After this we can use UR5 Reacher environment object as a regular Gym environment. For example, the code below will run a random agent:

import numpy as np
obs = env.reset()
while True:
    action = np.random.normal(size=env.action_space.shape)
    obs, reward, done, info = env.step(action)
    if done:
        env.reset()

More examples are provided in the examples directory. Our environment classes are also rllab compatible. For example, passing rllab_box=True as an argument to the ReacherEnv makes it rllab compatible. Rllab uses object oriented abstractions for different components required for their experiments.

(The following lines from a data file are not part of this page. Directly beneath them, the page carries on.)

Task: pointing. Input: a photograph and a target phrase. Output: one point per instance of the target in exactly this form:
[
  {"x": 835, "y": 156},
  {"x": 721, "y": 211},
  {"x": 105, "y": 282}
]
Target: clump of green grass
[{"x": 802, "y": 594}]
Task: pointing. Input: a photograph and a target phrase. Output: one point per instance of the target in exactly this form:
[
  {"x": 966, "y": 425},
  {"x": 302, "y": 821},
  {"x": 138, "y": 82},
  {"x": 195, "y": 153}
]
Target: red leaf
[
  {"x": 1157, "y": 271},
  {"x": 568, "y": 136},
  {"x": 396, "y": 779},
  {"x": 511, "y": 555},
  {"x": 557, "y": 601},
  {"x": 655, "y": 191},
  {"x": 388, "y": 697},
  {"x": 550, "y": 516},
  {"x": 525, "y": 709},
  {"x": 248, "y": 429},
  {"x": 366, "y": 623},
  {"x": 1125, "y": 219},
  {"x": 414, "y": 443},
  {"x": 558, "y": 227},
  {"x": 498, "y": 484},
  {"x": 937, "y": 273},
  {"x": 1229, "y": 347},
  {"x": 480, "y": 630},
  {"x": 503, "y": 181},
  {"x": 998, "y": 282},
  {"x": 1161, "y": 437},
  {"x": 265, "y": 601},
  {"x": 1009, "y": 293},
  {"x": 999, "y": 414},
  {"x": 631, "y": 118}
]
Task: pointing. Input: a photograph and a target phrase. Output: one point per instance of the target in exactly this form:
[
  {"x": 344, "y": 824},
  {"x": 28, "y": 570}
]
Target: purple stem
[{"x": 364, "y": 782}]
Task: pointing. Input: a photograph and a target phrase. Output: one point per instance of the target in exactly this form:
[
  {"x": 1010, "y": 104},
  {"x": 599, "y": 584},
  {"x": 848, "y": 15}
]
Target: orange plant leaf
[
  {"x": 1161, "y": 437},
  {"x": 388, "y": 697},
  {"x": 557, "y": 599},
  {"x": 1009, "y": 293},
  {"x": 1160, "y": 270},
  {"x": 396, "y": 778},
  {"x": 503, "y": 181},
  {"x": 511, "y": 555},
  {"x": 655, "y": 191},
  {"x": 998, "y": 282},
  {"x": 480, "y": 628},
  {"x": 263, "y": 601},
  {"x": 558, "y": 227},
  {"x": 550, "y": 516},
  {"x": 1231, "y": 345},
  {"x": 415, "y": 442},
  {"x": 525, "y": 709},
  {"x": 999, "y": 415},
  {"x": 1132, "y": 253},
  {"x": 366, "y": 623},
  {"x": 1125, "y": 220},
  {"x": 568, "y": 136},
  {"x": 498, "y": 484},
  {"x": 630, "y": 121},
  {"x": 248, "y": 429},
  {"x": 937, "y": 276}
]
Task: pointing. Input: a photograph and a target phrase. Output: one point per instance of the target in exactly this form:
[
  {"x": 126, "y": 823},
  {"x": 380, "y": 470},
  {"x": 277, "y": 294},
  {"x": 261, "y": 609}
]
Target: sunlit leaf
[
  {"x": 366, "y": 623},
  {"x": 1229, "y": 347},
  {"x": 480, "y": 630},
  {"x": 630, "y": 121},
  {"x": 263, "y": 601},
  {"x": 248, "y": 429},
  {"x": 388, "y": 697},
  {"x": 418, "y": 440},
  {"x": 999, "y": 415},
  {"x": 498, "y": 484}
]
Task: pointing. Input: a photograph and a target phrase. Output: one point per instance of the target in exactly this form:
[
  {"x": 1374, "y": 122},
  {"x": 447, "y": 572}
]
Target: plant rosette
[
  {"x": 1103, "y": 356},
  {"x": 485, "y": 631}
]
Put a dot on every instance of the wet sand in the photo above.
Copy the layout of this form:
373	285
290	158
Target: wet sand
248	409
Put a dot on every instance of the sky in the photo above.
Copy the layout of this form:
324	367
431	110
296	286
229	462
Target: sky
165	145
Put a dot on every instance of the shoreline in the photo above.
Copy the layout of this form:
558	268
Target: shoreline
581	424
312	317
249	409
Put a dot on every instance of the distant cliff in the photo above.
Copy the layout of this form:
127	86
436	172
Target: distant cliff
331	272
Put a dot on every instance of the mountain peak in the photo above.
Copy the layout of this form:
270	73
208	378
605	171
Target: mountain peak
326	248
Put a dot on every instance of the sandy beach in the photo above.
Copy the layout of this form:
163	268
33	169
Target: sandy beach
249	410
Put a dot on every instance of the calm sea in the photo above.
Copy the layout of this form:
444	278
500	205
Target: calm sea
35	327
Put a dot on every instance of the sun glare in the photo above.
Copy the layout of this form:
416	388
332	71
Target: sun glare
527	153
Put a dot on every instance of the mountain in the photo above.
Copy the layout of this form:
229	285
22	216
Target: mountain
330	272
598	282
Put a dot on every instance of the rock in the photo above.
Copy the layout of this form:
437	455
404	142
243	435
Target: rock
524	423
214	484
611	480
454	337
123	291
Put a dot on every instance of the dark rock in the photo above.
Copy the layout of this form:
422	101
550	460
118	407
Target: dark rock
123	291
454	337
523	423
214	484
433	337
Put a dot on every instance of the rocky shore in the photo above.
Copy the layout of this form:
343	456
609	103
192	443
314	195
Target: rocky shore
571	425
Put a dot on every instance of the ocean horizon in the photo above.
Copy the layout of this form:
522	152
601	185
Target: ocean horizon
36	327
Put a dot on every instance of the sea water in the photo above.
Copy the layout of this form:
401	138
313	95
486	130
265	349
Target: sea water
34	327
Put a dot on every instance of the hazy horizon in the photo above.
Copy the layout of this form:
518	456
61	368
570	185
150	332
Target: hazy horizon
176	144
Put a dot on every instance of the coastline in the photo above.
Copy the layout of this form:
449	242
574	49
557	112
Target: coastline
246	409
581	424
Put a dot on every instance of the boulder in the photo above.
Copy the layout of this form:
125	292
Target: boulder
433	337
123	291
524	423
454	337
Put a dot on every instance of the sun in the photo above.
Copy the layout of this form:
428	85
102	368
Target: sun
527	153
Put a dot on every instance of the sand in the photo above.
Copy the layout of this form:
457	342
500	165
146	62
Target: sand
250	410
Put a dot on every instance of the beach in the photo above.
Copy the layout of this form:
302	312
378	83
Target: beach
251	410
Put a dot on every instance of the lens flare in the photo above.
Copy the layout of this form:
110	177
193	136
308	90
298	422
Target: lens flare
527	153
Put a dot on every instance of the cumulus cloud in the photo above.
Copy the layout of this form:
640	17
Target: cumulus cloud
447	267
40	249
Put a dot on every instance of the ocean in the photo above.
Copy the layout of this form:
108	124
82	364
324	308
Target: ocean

The environment should be constructed with the corresponding objects provided by rllab.

Understanding SenseAct tasks

A SenseAct task comprises implementations of environment and communicator classes. The communicator class should be implemented on a per-device basis in a generic and task-agnostic way so that it can be reused for different tasks. Any information the environment class and the agent need to know about the robot should only go through a communicator. On the other hand, the 'environment' class fleshes out the reinforcement learning task specification by defining the observation space, the action space and the reward function among other things, based only on the sensorimotor information available from communicators. In SenseAct, a communicator and an agent interact with each other in the following way:

SenseAct

The computations of the environment class are distributed among two processes: the experiment process and the task manager process as depicted above.

We provide an example of using a SenseAct task based on a simulated robot in examples/advanced/sim_double_pendulum.py so that the inner workings of SenseAct can be understood without requiring a real robot. The simulated robot is based on the Double Inverted Pendulum environment from OpenAI Gym. The Gym environment is run asynchronously in a separate process than SenseAct processes, emulating how a real robot would work and be interfaced.

Adding new tasks and robots

In order to add a new physical robot task to SenseAct, one needs to implement a 'communicator' class facilitating communication with the robot and an 'environment' class defining the task. The roles of communicators and environments are described in 'Understanding SenseAct' section.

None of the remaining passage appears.